Force est de constater qu’il n’hésite plus à mettre les deux pieds dans le plat : livraison de matériel à l’Ukraine, régime de sanctions suisses contre la Russie, mise en commun de notre défense aérienne avec les pays voisins… Chacune des prises de position de Gerhard Pfister sonne comme une sérieuse remise en cause de notre politique étrangère. Tout a commencé au mois d’avril, quand (sur Twitter) il se disait favorable à la livraison de matériel militaire suisse à l’Ukraine par l’Allemagne, une pratique que la loi actuelle sur l’exportation d’armes interdit. Ses déclarations choc se succèdent, à l’image de son discours devant l’assemblée des délégués du Centre le 7 mai dernier, dans lequel il reprochait à la Suisse de «faire le jeu de l’agresseur».

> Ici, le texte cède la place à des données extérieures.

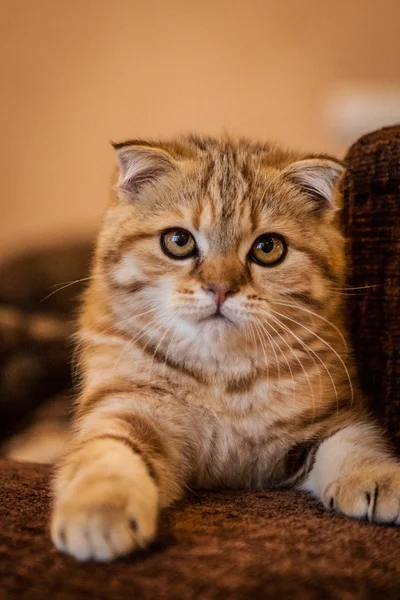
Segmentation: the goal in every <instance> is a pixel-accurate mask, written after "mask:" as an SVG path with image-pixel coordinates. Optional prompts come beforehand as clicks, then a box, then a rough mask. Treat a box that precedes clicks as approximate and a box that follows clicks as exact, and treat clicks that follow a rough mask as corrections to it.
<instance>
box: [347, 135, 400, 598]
mask: <svg viewBox="0 0 400 600" xmlns="http://www.w3.org/2000/svg"><path fill="white" fill-rule="evenodd" d="M346 166H347V172H346V175H345V178H344V181H343V193H344V211H343V218H344V225H345V232H346V238H347V243H348V249H347V251H348V256H349V259H350V264H349V275H348V281H347V283H348V285H349V286H351V287H352V288H354V287H356V288H361V289H354V290H348V292H346V291H343V292H342V293H345V294H348V295H347V298H348V301H349V302H348V304H349V313H350V314H349V316H350V323H351V329H352V335H353V342H354V347H355V354H356V358H357V364H358V369H359V377H360V381H361V384H362V387H363V390H364V392H365V394H367V396H368V398H369V400H370V404H371V407H372V409H373V410H374V412H375V414H377V415H378V416H379V417H380V418H381V420H382V421H383V423H384V425H385V426H386V428H387V430H388V433H389V435H390V437H391V440H392V441H393V442H394V444H395V445H396V447H397V449H398V450H400V126H399V127H388V128H384V129H381V130H380V131H376V132H374V133H371V134H368V135H366V136H364V137H362V138H361V139H360V140H359V141H358V142H356V143H355V144H354V145H353V146H352V147H351V148H350V150H349V152H348V154H347V157H346ZM364 286H372V287H364ZM399 597H400V594H399Z"/></svg>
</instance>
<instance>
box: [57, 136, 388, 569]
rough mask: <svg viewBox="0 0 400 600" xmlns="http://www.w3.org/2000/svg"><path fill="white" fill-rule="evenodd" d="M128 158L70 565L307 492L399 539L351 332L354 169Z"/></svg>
mask: <svg viewBox="0 0 400 600" xmlns="http://www.w3.org/2000/svg"><path fill="white" fill-rule="evenodd" d="M115 148H116V151H117V156H118V161H119V180H118V183H117V185H116V190H117V193H116V194H115V197H114V198H113V200H112V202H111V206H110V207H109V209H108V212H107V214H106V217H105V220H104V223H103V227H102V230H101V232H100V235H99V239H98V244H97V249H96V254H95V258H94V261H93V267H92V278H91V282H90V286H89V288H88V290H87V292H86V295H85V299H84V306H83V311H82V315H81V319H80V331H79V352H80V357H79V364H80V368H81V373H82V380H81V391H80V394H79V398H78V401H77V405H76V411H75V418H74V433H73V437H72V441H71V444H70V448H69V451H68V453H67V455H66V456H65V458H64V459H63V461H62V462H61V464H60V466H59V468H58V473H57V476H56V479H55V482H54V493H55V502H54V512H53V517H52V526H51V531H52V538H53V540H54V543H55V544H56V546H57V548H59V549H60V550H62V551H65V552H68V553H69V554H72V555H73V556H75V557H76V558H78V559H80V560H87V559H96V560H111V559H113V558H115V557H117V556H119V555H122V554H126V553H128V552H130V551H131V550H133V549H135V548H140V547H144V546H146V545H148V544H149V543H150V542H151V540H152V539H153V538H154V536H155V535H156V527H157V518H158V516H159V512H160V509H162V507H165V506H167V505H169V504H170V503H171V502H173V501H174V500H176V499H177V498H179V497H180V496H181V495H182V494H183V492H184V490H185V488H189V487H201V488H209V489H211V488H223V487H229V488H251V489H257V488H263V487H267V488H279V487H287V486H291V487H294V488H296V489H299V490H304V491H308V492H311V493H312V494H313V495H314V496H316V497H317V498H319V499H320V500H321V501H322V502H323V504H324V505H325V507H326V508H327V509H331V510H332V509H334V510H337V511H339V512H340V513H342V514H344V515H347V516H349V517H354V518H367V519H369V520H370V521H374V522H376V523H396V524H398V523H400V516H399V500H400V466H399V463H398V462H397V460H396V459H395V457H394V456H393V455H392V454H391V453H390V451H389V450H388V449H387V448H386V446H385V442H384V439H383V437H382V434H381V432H380V431H379V429H378V427H377V426H375V425H374V423H373V421H371V419H370V417H369V416H368V413H367V411H366V409H365V407H364V403H363V399H362V397H361V395H360V392H359V390H358V388H357V385H356V382H355V377H354V366H353V363H352V358H351V353H350V352H349V350H348V347H347V343H346V335H345V334H343V333H342V331H343V308H342V306H341V304H342V303H341V298H342V296H341V294H340V293H339V290H340V288H341V286H343V280H344V242H343V238H342V235H341V232H340V229H339V225H338V211H339V209H340V198H339V196H338V194H337V193H336V191H335V190H336V188H337V182H338V179H339V178H340V175H341V173H342V171H343V167H342V165H341V164H340V163H339V162H338V161H336V160H335V159H334V158H331V157H329V156H325V155H321V156H318V155H306V154H301V153H295V152H287V151H283V150H281V149H280V148H278V147H275V146H272V145H268V144H255V143H251V142H249V141H246V140H238V141H234V140H230V139H222V140H218V139H213V138H199V137H195V136H191V137H187V138H180V139H177V140H173V141H169V142H165V143H164V142H160V143H152V142H145V141H142V140H130V141H127V142H125V143H122V144H116V145H115Z"/></svg>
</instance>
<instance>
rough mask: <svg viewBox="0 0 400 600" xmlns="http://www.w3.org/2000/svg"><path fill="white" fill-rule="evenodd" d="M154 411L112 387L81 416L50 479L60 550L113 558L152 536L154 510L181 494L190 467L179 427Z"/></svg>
mask: <svg viewBox="0 0 400 600" xmlns="http://www.w3.org/2000/svg"><path fill="white" fill-rule="evenodd" d="M85 412H86V411H85ZM156 413H157V405H156V404H155V406H154V407H153V406H152V405H151V402H149V401H148V399H144V401H143V399H140V398H130V397H129V396H127V395H124V394H123V395H121V394H118V393H117V392H116V393H115V394H113V393H111V392H110V393H108V394H105V395H104V398H97V399H96V406H95V407H94V408H93V409H92V410H89V411H87V412H86V414H85V415H83V416H81V417H80V418H79V420H78V421H77V425H76V433H75V436H74V440H73V443H72V444H71V448H70V451H69V452H68V454H67V455H66V457H65V458H64V460H63V461H62V463H61V465H60V466H59V468H58V473H57V476H56V478H55V481H54V509H53V516H52V523H51V535H52V539H53V541H54V543H55V545H56V546H57V548H58V549H60V550H62V551H64V552H67V553H69V554H72V555H73V556H75V557H76V558H78V559H80V560H88V559H96V560H111V559H113V558H115V557H116V556H118V555H122V554H126V553H128V552H130V551H131V550H133V549H135V548H142V547H145V546H146V545H147V544H148V543H149V542H150V541H151V540H152V539H153V538H154V536H155V533H156V525H157V517H158V513H159V509H160V508H161V507H162V506H166V505H168V504H169V503H171V502H172V501H173V500H175V499H176V498H178V497H179V496H180V495H181V490H182V488H183V485H184V478H185V473H186V472H187V471H188V460H187V458H186V457H185V448H184V446H185V443H186V442H185V441H184V439H183V438H184V435H183V431H184V429H185V427H183V426H181V425H179V422H174V420H173V416H174V415H173V410H171V412H170V414H169V415H168V418H167V417H165V415H161V417H160V419H158V420H157V414H156ZM161 420H162V421H163V422H161ZM186 425H187V424H186ZM186 430H187V427H186Z"/></svg>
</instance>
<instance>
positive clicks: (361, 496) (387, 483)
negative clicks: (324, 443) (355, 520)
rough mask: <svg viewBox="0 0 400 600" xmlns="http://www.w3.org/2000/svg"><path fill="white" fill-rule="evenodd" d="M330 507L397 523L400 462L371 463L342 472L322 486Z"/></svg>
mask: <svg viewBox="0 0 400 600" xmlns="http://www.w3.org/2000/svg"><path fill="white" fill-rule="evenodd" d="M323 501H324V504H325V506H326V508H328V509H330V510H337V511H338V512H340V513H342V514H344V515H346V516H348V517H353V518H355V519H368V520H369V521H371V522H374V523H390V524H396V525H399V524H400V465H396V464H390V465H373V466H371V467H370V468H366V467H365V468H363V469H362V470H359V471H354V472H352V473H349V474H347V475H344V476H342V477H340V478H339V479H337V480H336V481H334V482H333V483H331V484H330V485H329V486H328V487H327V488H326V490H325V494H324V498H323Z"/></svg>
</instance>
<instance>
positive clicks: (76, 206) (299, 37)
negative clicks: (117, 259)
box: [0, 0, 400, 462]
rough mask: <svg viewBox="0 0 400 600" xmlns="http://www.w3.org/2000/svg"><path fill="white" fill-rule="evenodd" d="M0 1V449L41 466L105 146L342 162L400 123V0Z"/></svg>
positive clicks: (109, 170)
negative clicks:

Bien sûr, Pfister ne prône pas un abandon pur et simple de la neutralité, ce qui, au vu des enquêtes d’opinion, serait un suicide politique, une année avant les prochaines élections fédérales. Encore doit-il être en mesure d’expliquer en quoi un pays qui de facto prend parti dans un conflit reste neutre. Ainsi, l’argumentaire du conseiller national zougois oscille entre considérations d’ordre moral – «Aujourd’hui, l’Ukraine défend aussi notre liberté et nos valeurs. Nous ne devons pas rester à l’écart.» – et considérations qui enrobent la morale d’une apparence de realpolitik. Comme lorsqu’il s’exprimait au 19h30 de la RTS, le 22 mai dernier: «La Suisse a l’obligation de se défendre. Lorsqu’il s’agit de l’attaque d’un pays européen, la Suisse doit porter secours à ce pays car lui aussi protège la Suisse en se défendant.»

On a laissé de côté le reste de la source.